An Australian version of The Office. A German version of Ghosts. An American version of Mitchell & Webb-starring comedy Back… another day, another announcement of a sitcom international remake. With scripted comedy’s backs currently against the wall and UK TV commissioning at a low, remakes with their built-in audience recognition and ready-made publicity, make safer bets than risky originals.
The latest, as reported by Deadline, is a British version of NBC comedy Cheers, the Boston bar-set sitcom that ran from 1982 – 1993. Big Talk Pictures has lined up Men Behaving Badly creator Simon Nye to adapt the premise for a UK setting. (If he’s going for realism and not planning a period piece, Nye had better hustle because despite our undeniable appetite for booze, the UK pub industry is not thriving. Over 50 pubs a month closed in the first half of 2024 alone.)

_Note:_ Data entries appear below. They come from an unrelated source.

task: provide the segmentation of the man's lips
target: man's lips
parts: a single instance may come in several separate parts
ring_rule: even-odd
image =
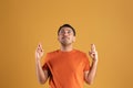
[[[70,40],[70,37],[62,37],[62,40]]]

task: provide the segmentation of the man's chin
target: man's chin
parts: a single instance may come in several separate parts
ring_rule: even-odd
[[[69,45],[71,45],[72,43],[61,43],[63,46],[69,46]]]

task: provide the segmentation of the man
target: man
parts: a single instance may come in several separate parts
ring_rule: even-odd
[[[85,53],[73,48],[75,42],[75,30],[70,24],[63,24],[58,31],[60,50],[48,53],[45,63],[41,66],[40,58],[43,56],[42,45],[35,51],[37,76],[41,84],[48,78],[50,88],[83,88],[83,82],[91,85],[95,77],[98,67],[98,52],[95,45],[91,44],[89,52],[92,65]]]

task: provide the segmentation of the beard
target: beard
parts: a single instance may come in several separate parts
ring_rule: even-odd
[[[69,45],[72,44],[72,42],[71,42],[71,40],[70,40],[69,37],[62,37],[61,44],[62,44],[63,46],[69,46]]]

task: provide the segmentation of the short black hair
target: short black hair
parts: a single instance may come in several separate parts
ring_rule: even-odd
[[[74,36],[75,36],[75,30],[74,30],[74,28],[72,28],[72,25],[70,25],[70,24],[63,24],[63,25],[61,25],[61,26],[59,28],[59,30],[58,30],[58,35],[59,35],[59,32],[61,31],[62,28],[70,28],[70,29],[72,29],[73,34],[74,34]]]

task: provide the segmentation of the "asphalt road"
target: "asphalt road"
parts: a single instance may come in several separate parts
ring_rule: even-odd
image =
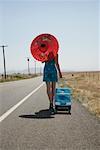
[[[45,90],[40,77],[0,84],[0,150],[100,150],[100,120],[76,101],[50,115]]]

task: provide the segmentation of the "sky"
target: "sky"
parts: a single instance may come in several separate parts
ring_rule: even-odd
[[[100,70],[99,0],[0,0],[0,46],[5,47],[6,69],[34,68],[32,40],[42,33],[59,42],[61,70]],[[44,64],[36,61],[37,67]],[[3,72],[0,47],[0,73]]]

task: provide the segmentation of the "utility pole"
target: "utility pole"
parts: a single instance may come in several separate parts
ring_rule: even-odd
[[[29,61],[30,61],[30,59],[29,59],[29,57],[27,57],[27,63],[28,63],[28,74],[30,75],[30,66],[29,66]]]
[[[4,48],[5,47],[8,47],[7,45],[2,45],[2,46],[0,46],[0,47],[2,47],[2,50],[3,50],[3,62],[4,62],[4,77],[5,77],[5,79],[6,79],[6,61],[5,61],[5,51],[4,51]]]

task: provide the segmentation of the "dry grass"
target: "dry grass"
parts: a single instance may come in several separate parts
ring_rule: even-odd
[[[64,80],[73,89],[73,98],[100,117],[100,72],[64,73]]]

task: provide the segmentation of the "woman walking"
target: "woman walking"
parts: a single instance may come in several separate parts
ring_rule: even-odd
[[[53,100],[55,96],[56,82],[58,81],[58,74],[59,77],[62,78],[62,73],[58,62],[58,54],[56,55],[56,57],[50,60],[49,56],[48,61],[45,62],[44,66],[43,81],[46,82],[47,95],[50,102],[49,110],[52,114],[54,114]]]

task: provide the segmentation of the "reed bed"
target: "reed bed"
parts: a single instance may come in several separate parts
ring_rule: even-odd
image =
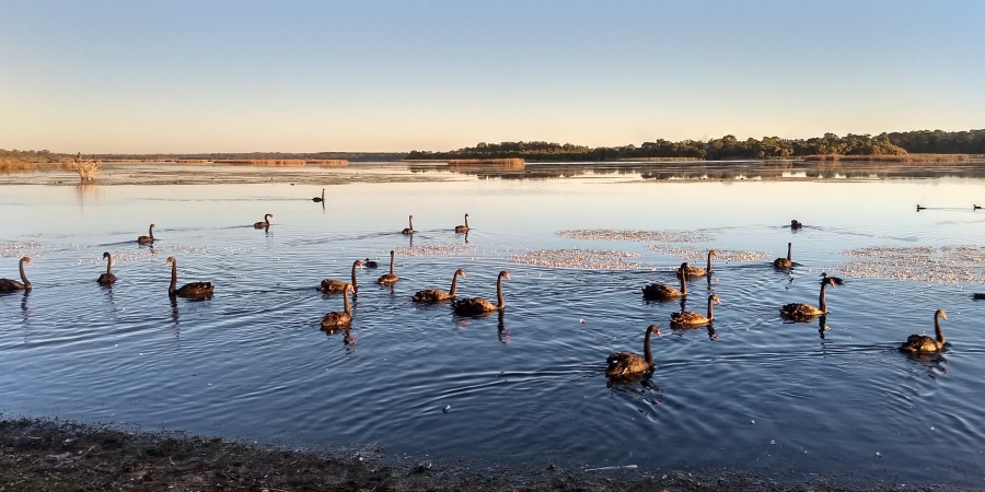
[[[349,165],[349,161],[345,159],[309,159],[304,161],[304,164],[318,167],[345,167]]]
[[[509,256],[509,260],[520,265],[544,268],[570,268],[578,270],[652,270],[653,266],[631,261],[638,253],[616,249],[533,249]]]
[[[691,261],[698,267],[703,266],[703,263],[700,262],[708,259],[707,249],[650,246],[650,250],[653,253],[659,253],[661,255],[681,258],[684,261]],[[711,258],[712,262],[765,261],[776,258],[775,255],[763,251],[734,251],[730,249],[716,249],[715,251],[717,253],[717,255]]]
[[[711,236],[694,231],[616,231],[606,229],[560,231],[569,239],[633,241],[651,243],[707,243]]]
[[[498,171],[520,171],[526,167],[526,161],[520,157],[505,159],[450,159],[448,160],[450,168],[473,168],[483,166],[483,168],[493,168]]]
[[[970,154],[899,154],[899,155],[842,155],[818,154],[803,157],[804,161],[860,161],[860,162],[894,162],[894,163],[952,163],[969,162]]]
[[[837,267],[848,277],[946,285],[985,283],[985,247],[871,247],[842,251],[865,258]]]
[[[233,166],[302,167],[303,159],[217,159],[216,164]]]

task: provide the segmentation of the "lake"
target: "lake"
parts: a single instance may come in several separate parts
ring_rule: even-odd
[[[982,165],[729,166],[380,163],[86,187],[51,181],[72,183],[65,173],[0,177],[0,277],[16,279],[21,256],[34,263],[28,294],[0,295],[0,411],[376,443],[415,459],[985,488],[985,301],[972,296],[985,292]],[[320,184],[381,173],[398,179]],[[323,187],[324,207],[311,200]],[[254,229],[265,213],[271,225]],[[465,213],[472,230],[455,234]],[[412,214],[415,233],[401,234]],[[153,247],[138,245],[151,223]],[[776,270],[787,243],[795,267]],[[712,328],[673,329],[681,304],[641,289],[679,285],[674,269],[704,267],[712,248],[714,274],[688,281],[685,306],[704,312],[718,295]],[[391,250],[401,280],[381,288]],[[112,288],[96,283],[103,251]],[[178,283],[210,281],[211,300],[169,297],[172,256]],[[380,268],[357,271],[350,329],[322,330],[343,298],[315,288],[366,258]],[[410,301],[448,290],[459,268],[460,297],[494,302],[509,271],[501,316]],[[784,304],[818,303],[822,272],[846,281],[827,289],[823,324],[784,320]],[[899,352],[934,333],[939,308],[948,350]],[[607,380],[606,356],[642,353],[651,324],[652,376]]]

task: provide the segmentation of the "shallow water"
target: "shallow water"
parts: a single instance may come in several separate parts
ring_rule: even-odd
[[[568,169],[556,173],[531,165],[503,179],[417,166],[406,173],[438,180],[329,186],[325,208],[310,200],[321,186],[285,183],[3,186],[0,276],[15,278],[30,255],[34,290],[0,295],[0,410],[314,446],[378,442],[391,456],[985,487],[976,172],[669,183],[636,167]],[[465,212],[467,238],[452,232]],[[273,225],[254,230],[264,213]],[[409,214],[413,239],[399,234]],[[791,219],[804,229],[791,232]],[[154,247],[138,246],[151,222]],[[558,234],[576,230],[710,241]],[[787,242],[797,266],[776,271]],[[904,248],[895,277],[843,254],[883,247]],[[920,278],[935,265],[907,262],[917,247],[946,271]],[[602,268],[524,261],[576,248]],[[640,288],[676,285],[675,253],[709,248],[767,259],[717,261],[710,284],[692,280],[687,309],[705,311],[709,292],[722,300],[714,332],[673,330],[680,304],[646,302]],[[374,283],[391,249],[392,291]],[[111,289],[95,283],[103,251],[116,261]],[[179,283],[211,281],[215,297],[172,302],[169,256]],[[351,329],[326,333],[318,321],[343,302],[315,286],[348,279],[366,257],[381,268],[358,272]],[[460,296],[487,298],[508,270],[506,313],[462,318],[410,302],[447,290],[456,268]],[[828,289],[830,329],[785,323],[783,304],[816,304],[822,271],[847,280]],[[948,312],[945,356],[897,352],[908,335],[932,333],[937,308]],[[653,376],[610,384],[605,358],[641,353],[652,323],[663,331]]]

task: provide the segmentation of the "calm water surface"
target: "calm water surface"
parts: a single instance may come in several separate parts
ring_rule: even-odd
[[[845,266],[858,258],[843,251],[981,246],[985,212],[971,206],[985,202],[985,179],[837,177],[455,175],[331,186],[325,208],[310,200],[321,186],[289,184],[4,186],[0,277],[16,278],[18,258],[30,255],[35,288],[0,296],[0,410],[311,446],[380,443],[391,456],[983,488],[985,302],[971,292],[985,288],[854,278]],[[916,203],[932,208],[917,213]],[[466,212],[467,238],[452,232]],[[254,230],[264,213],[274,224]],[[409,214],[413,239],[399,234]],[[790,219],[806,227],[791,233]],[[158,242],[138,246],[151,222]],[[710,241],[557,234],[566,230],[686,231]],[[714,332],[672,330],[680,305],[640,295],[647,283],[675,284],[682,261],[651,246],[773,258],[787,242],[791,272],[770,259],[719,261],[710,284],[690,283],[688,309],[703,312],[709,292],[723,302]],[[573,248],[636,254],[642,267],[515,259]],[[391,249],[401,277],[393,290],[374,282]],[[112,289],[95,283],[103,251],[116,259]],[[169,256],[181,283],[211,281],[215,297],[172,302]],[[343,302],[315,286],[348,279],[366,257],[381,268],[358,272],[351,329],[322,331],[322,316]],[[495,298],[496,274],[511,273],[503,316],[461,318],[447,304],[410,302],[418,290],[447,290],[457,268],[467,276],[460,296]],[[848,280],[828,290],[830,329],[784,323],[783,304],[816,303],[821,271]],[[937,308],[949,316],[945,356],[897,352],[908,335],[932,332]],[[610,384],[607,354],[641,353],[652,323],[663,330],[652,378]]]

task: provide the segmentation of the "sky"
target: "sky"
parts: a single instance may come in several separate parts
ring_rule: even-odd
[[[985,2],[0,0],[0,149],[985,128]]]

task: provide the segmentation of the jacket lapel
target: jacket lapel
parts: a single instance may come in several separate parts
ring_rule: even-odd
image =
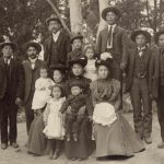
[[[11,59],[10,60],[10,77],[12,77],[12,72],[14,71],[14,65],[15,65],[14,60]]]
[[[59,49],[59,47],[60,47],[60,45],[61,45],[60,43],[61,43],[62,38],[63,38],[63,32],[61,31],[60,34],[59,34],[59,37],[58,37],[58,39],[57,39],[57,43],[58,43],[58,44],[57,44],[57,48],[58,48],[58,49]]]
[[[104,39],[104,43],[105,43],[104,46],[106,46],[107,45],[107,37],[108,37],[108,27],[106,27],[103,32],[104,32],[103,33],[103,39]]]

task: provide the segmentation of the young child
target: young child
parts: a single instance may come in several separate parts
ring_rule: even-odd
[[[44,112],[44,122],[48,142],[51,144],[50,159],[57,160],[61,150],[61,140],[65,138],[63,117],[59,115],[60,107],[66,101],[62,97],[62,87],[58,84],[52,86],[52,97],[48,101]],[[56,140],[56,151],[54,153],[54,139]],[[52,155],[54,153],[54,155]]]
[[[92,81],[97,80],[96,67],[95,67],[95,51],[91,44],[84,46],[84,55],[87,58],[87,65],[84,68],[84,77]]]
[[[72,60],[74,56],[78,58],[83,57],[82,47],[83,47],[83,36],[78,34],[71,38],[72,51],[68,54],[68,61]]]
[[[83,94],[82,83],[74,80],[70,84],[71,94],[68,96],[67,101],[62,104],[60,113],[66,113],[66,137],[67,141],[71,140],[71,133],[73,133],[73,139],[78,141],[78,133],[80,130],[81,122],[83,121],[85,109],[89,110],[89,115],[92,108],[92,104],[87,98],[87,95]],[[90,117],[89,116],[89,117]]]
[[[51,87],[55,84],[54,81],[48,78],[47,67],[40,67],[39,75],[39,79],[35,82],[35,93],[32,103],[32,109],[37,114],[45,107],[50,96]]]

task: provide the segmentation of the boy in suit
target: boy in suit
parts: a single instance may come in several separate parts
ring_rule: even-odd
[[[71,50],[70,37],[62,30],[58,17],[51,15],[46,22],[50,36],[44,43],[44,59],[48,67],[56,63],[66,65],[68,52]]]
[[[96,45],[96,54],[101,55],[102,60],[113,58],[114,71],[112,75],[119,81],[121,81],[120,63],[127,48],[126,32],[117,25],[120,16],[120,11],[116,7],[108,7],[103,10],[102,17],[108,25],[99,32]]]
[[[2,57],[0,58],[0,114],[1,114],[1,149],[8,148],[8,140],[13,148],[16,143],[17,106],[22,105],[24,95],[24,72],[21,63],[13,59],[16,44],[4,42],[0,44]],[[9,119],[9,133],[8,133]]]
[[[134,131],[145,143],[152,143],[152,101],[150,98],[149,78],[152,50],[148,47],[151,35],[147,31],[134,31],[131,40],[136,44],[129,47],[124,59],[127,81],[126,90],[130,92],[133,107]],[[142,116],[143,113],[143,116]]]
[[[31,124],[34,119],[34,110],[32,109],[32,101],[35,92],[35,81],[39,78],[40,67],[46,66],[46,62],[38,59],[38,54],[42,50],[39,44],[30,42],[24,45],[24,50],[28,57],[27,60],[23,61],[23,69],[25,73],[25,115],[26,115],[26,129],[30,131]]]
[[[156,101],[161,127],[162,142],[157,144],[157,148],[164,149],[164,30],[155,34],[154,40],[157,47],[154,48],[155,51],[150,63],[150,89],[152,97]]]

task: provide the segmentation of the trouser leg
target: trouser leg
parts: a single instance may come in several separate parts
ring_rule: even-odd
[[[136,133],[143,138],[143,122],[141,108],[141,92],[139,87],[139,80],[134,79],[130,90],[131,104],[133,107],[133,124]]]

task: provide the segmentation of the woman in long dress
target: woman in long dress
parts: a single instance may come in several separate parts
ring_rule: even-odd
[[[120,82],[110,79],[112,61],[97,60],[98,80],[91,83],[96,157],[131,156],[144,150],[128,121],[120,115]]]

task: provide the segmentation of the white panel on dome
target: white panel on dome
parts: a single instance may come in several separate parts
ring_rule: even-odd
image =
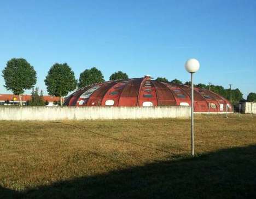
[[[179,106],[189,106],[189,104],[188,102],[181,102]]]
[[[79,102],[78,102],[78,104],[79,105],[83,105],[84,104],[84,101],[83,100],[80,100]]]
[[[115,103],[115,101],[114,100],[108,99],[106,101],[105,105],[106,106],[113,106],[114,103]]]
[[[86,91],[85,92],[84,92],[80,96],[80,97],[84,98],[89,98],[90,96],[91,96],[92,93],[96,91],[97,89],[100,88],[101,86],[99,85],[96,85],[92,88],[90,88],[90,89]]]
[[[144,102],[142,104],[143,107],[153,107],[153,103],[151,102]]]

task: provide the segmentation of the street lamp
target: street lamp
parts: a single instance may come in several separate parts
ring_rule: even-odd
[[[191,74],[191,153],[194,156],[194,84],[193,73],[200,67],[199,62],[195,58],[190,58],[185,63],[185,68]]]

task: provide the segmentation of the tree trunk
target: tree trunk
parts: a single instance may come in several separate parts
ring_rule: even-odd
[[[62,104],[62,97],[61,97],[61,96],[60,96],[60,101],[61,101],[61,106],[62,106],[63,104]]]
[[[20,105],[22,106],[22,102],[21,102],[21,96],[20,95],[20,94],[19,94],[19,98],[20,99]]]

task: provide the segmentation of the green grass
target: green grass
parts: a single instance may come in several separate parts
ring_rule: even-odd
[[[255,116],[0,125],[0,198],[256,197]]]

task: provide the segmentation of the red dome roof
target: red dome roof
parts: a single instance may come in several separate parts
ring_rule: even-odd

In short: why bother. If it’s a British version of Cheers you’re after, then one already exists in the form of Craig Cash and Phil Mealey’s excellent comedy Early Doors. No, it didn’t run for over a decade and make household names of its barfly characters, but it deserved to, and has all the wit, wisdom, laughs and melancholy of Glen and Les Charles’ Cheers. Plus: it stars a very fresh-faced James McAvoy.
Set entirely inside Stockport pub The Grapes, Early Doors is a half-hour Northern comedy that’s a spiritual successor to The Royle Family. It’s more than a spiritual successor in fact, because it was written by The Royle Family’s co-creator Craig Cash and writer Phil Mealey. Imagine what goes on when Jim and Dave from that show leave the Royle house for one of their regular visits to The Feathers, and that’s Early Doors.
The Grapes is run by landlord Ken (John Henshaw), and it’s the kind of place where everybody knows your name, but they wouldn’t go so far as to be glad you came. There’s a cast of regulars – hapless Joe and womaniser Duffy (creators Cash and Mealey), miseryguts miser Tommy (Rodney Litchfield), divvy couple Eddie and Joan (Mark Benton and Lorraine Cheshire), plus Ken’s mother Jean (Rita May) and step-daughter Melanie (Christine Bottomley). Others, including Maxine Peake’s Janice and James McAvoy’s Liam, and corrupt plods Phil and Nige (James Quinn and Peter Wight) come and go, but the scene rarely changes.
It’s drily funny, cleverly observed and totally recognisable to anybody old enough to have drunk in a pre-smoking ban UK pub. The dialogue rolls smoother than a 10 pence piece into a jukebox (the one in The Grapes does a great line in Madchester classics, incidentally), and the characters are beautifully played by a talented comedy cast. It’s cynical but playful, taking the mick out of its characters like only a true friend could, and drops in the odd moment of caustic satire and genuine emotion.
All 12 episodes of Early Doors’ two series are available to stream on BBC iPlayer in the UK. If you’ve yet to see it, then before running to another remake, rectify the situation and join us in raising a glass: to the regiment!